In an article published on July 2, 2020, in the peer-reviewed journal Biotechnology Advances, Joao Medeiros Garcia Alcantara and colleagues from the Department of Chemistry, Politecnico di Milano, Italy, reviewed the currently available production methods for polyhydroxyalkanoate (PHA) bioplastics.
The authors recall that “PHAs are naturally occurring polymers, mainly produced by bacteria for carbon and energy storage” and that they are “in general . . . biodegradable, biocompatible, non-toxic, insoluble in water and soluble in chloroform and other chlorinated solvents.” However, “depending on the type of PHA, composition and molecular weight, these properties vary greatly, even affecting the degradation kinetics of the material.”
PHA can be produced via three main routes, i.e., microbiological, enzymatic, and chemical. The authors review all three routes focusing on the molecular characteristics of the resulting polymer, costs of raw materials and production processes, and “availability of industrial technologies for large-scale production,” with the final goal being to assess the “potential scalability and current hindrances towards commercialization.”
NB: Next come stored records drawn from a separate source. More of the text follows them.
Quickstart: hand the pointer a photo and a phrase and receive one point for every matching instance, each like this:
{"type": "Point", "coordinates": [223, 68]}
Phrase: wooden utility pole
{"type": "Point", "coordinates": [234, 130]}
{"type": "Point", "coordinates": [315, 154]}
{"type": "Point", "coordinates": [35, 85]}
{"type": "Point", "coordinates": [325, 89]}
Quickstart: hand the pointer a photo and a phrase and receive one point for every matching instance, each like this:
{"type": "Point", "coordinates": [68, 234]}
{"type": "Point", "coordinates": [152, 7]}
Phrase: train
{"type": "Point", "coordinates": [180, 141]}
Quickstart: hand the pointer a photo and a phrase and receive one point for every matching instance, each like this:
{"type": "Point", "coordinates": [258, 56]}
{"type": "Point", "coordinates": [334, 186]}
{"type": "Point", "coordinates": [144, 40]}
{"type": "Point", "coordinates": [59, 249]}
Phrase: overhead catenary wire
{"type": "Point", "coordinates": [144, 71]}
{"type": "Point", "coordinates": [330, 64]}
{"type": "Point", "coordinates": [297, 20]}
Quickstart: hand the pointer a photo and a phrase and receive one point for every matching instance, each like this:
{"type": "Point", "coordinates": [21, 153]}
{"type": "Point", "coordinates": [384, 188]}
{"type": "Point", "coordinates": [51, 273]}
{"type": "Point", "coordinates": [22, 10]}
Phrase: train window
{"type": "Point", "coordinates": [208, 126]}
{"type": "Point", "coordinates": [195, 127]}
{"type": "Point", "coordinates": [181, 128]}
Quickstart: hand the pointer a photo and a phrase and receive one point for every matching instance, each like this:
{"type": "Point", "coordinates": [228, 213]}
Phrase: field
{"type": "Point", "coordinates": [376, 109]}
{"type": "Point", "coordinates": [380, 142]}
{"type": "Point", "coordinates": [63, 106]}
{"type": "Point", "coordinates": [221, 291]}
Based on their findings, the authors conclude that, when considering process costs, “the microbiological route is the one of choice for any possible large-scale production.” The chemical route also presents a favorable possibility, especially considering the availability of industrial technologies for large scale production, while the enzymatic route appears to be the least promising among the three. The cost of the final product still constitutes a major hindrance to the widespread commercialization of PHA bioplastics, because, “even for the most convenient case of the microbiological route, [it] is still too high to compete with that of traditional plastics of fossil origin.” Therefore, current research efforts are “directed to the identification of suitable and cheap raw materials, such as waste streams coming from other industrial or civil activities.” However, “this is only one component of a successful industrial technology,” and “more work needs to be done in the direction of process engineering, for example using . . . integrated continuous production units.”
Reference
Medeiros Garcia Alcantara, J., et al. (2020). “Current trends in the production of biodegradable bioplastics: The case of polyhydroxyalkanoates.” Biotechnology Advances 42: 107582.